The SAMC Act proposes to give tax incentives to special assets management companies (SAMCs) in order to induce them to acquire non-performing assets in the form of non-performing loans and acquired assets (ROPAs) of the banking industry. The bill is intended to liquefy these NPAs not only to prevent the collapse of the financial sector, but also to inject more liquidity into the financial system, which can be harnessed to propel economic growth.
The bill contains several provisions to help achieve its objectives. For example, the concept of a minimum capita stock was included in order to help ensure that SAMCs are proposed to be regulated by the Securities and Exchange Commission (SEC) to ensure that they are monitored in ding what they are envisioned the law to do. Stringent requirements such as the submission of a SAMC scheme and reportorial requirements to the SEC have been prescribed as part of the regulatory requirements that must be followed by the SAMCs. Lastly, the concept of a true sale was injected upon the suggestion of the BSP in order to ensure that he sale by a bank of a non-performing asset to a SAMC is not just a window-dressing mechanism to make the financial statements of a bank appear better. A bank, for example, is prohibited from having management participation in the SAMC that acquires its NPLs or ROPOAs. The BSP correctly reasoned out that if the concept is not included, the problem which the bill seeks to address may not really be solved because there might not be an honest-to-goodness disposition on the NPL or ROPOA by the transferring financial institution.
In the last days of the Senate deliberations, Senator Joker Arroyo complained that the proposed SAMC Act did not give any incentives to borrowers and the general public. He proposed pro-people amendments to the bill. To address the concerns of Senator Arroyo, the Committee on Ways and Means, headed by Senator Ralph Rector, countered with a proposed amendments to the effect that the tax incentives and fee privileges granted to SAMCs be, likewise, enjoyed by any person who wishes to acquire ROPOAs worth not more than P2 million. The purpose of the proposed amendment, which was discussed with Finance Secretary Jose Isidro Camacho in one of the causes, was to enable the general public to buy foreclosed residential properties not only from the private banks but also from government financial institutions and government corporations like the GSIS and SSS. Senator Rector hoped that his proposal would address senator Arroyos pro-people concerns.
Senator Arroyo was not satisfied with the Recto amendment. He therefore proposed on the floor an amendatory provision to the effect that all tax exemptions, incentives and fee privileges granted under the Act shall likewise be extended to any person, party or entity. In practical terms, for example, non-SAMCs will be able to buy, tax-free, ROPOAs from a bank and sell them, also tax-free, to third parties. An astute businessman can tae full advantage of the Arroyo amendment to the hilt.

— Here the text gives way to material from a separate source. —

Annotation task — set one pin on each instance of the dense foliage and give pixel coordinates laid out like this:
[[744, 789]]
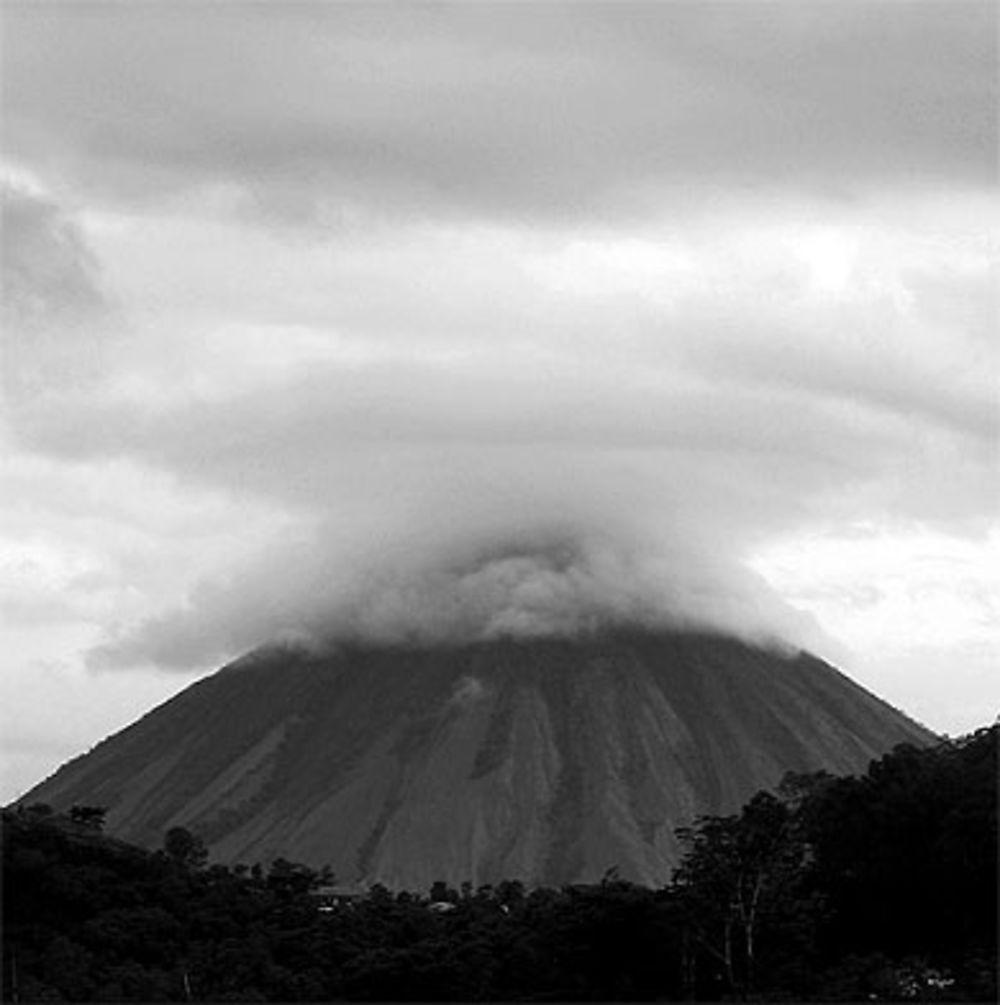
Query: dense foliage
[[881, 886]]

The Arroyo amendments is well meaning and laudable. It not only helps achieve the objectives of the proposed law in the sense that it expands the market for NPLs and ROPOAs. Banks may sell their non-performing assets not only to SAMCs but also to any person or entity who will enjoy the same tax incentives and fee privileges as were proposed to be granted to SAMCs only. There is therefore greater likelihood for the non-performing assets problem of the financial sector to be solved.
There is, however, a big loophole that needs to be plugged. As the proposed law is currently worded, the stringent requirements such as the capital and regulatory requirements are applicable only to SAMCs. For example, non-SAMCs will not be subjected to the minimum capitalization requirement of the proposed law. Neither is a transferring financial institution prohibited from having direct or indirect management of the transferee SAMC. Lawyers worth their salt will therefore advise their clients not to form SAMCs, but instead form ordinary corporations to engage in the buying and selling of NPAs. These non-SAMCs will have the best of both worlds: they will be able to enjoy the same tax exemptions and fee privileges granted to SAMCs without being subjected to the same stringent requirements prescribed of SAMCs. The government, meanwhile, will lose millions of tax money in favor of these unregulated entities, which will most likely engage in the buying and selling of NPLs and ROPOAs.
Fortunately, the House-approved version does not have an identical or similar provision as the Arroyo amendment. There are therefore disagreeing provisions that can be reconciled at the bicameral conference committee. Perhaps, one way of plugging the loophole is to have a provision that if these non-SAMCs will engage in the buying and selling of NPAs, they should be subjected to the same requirements that the SAMCs are required to comply with. That, to me, is fair to the government, which stands to forego millions of taxes and fees and will make the playing field an even-level playing field for everybody concerned.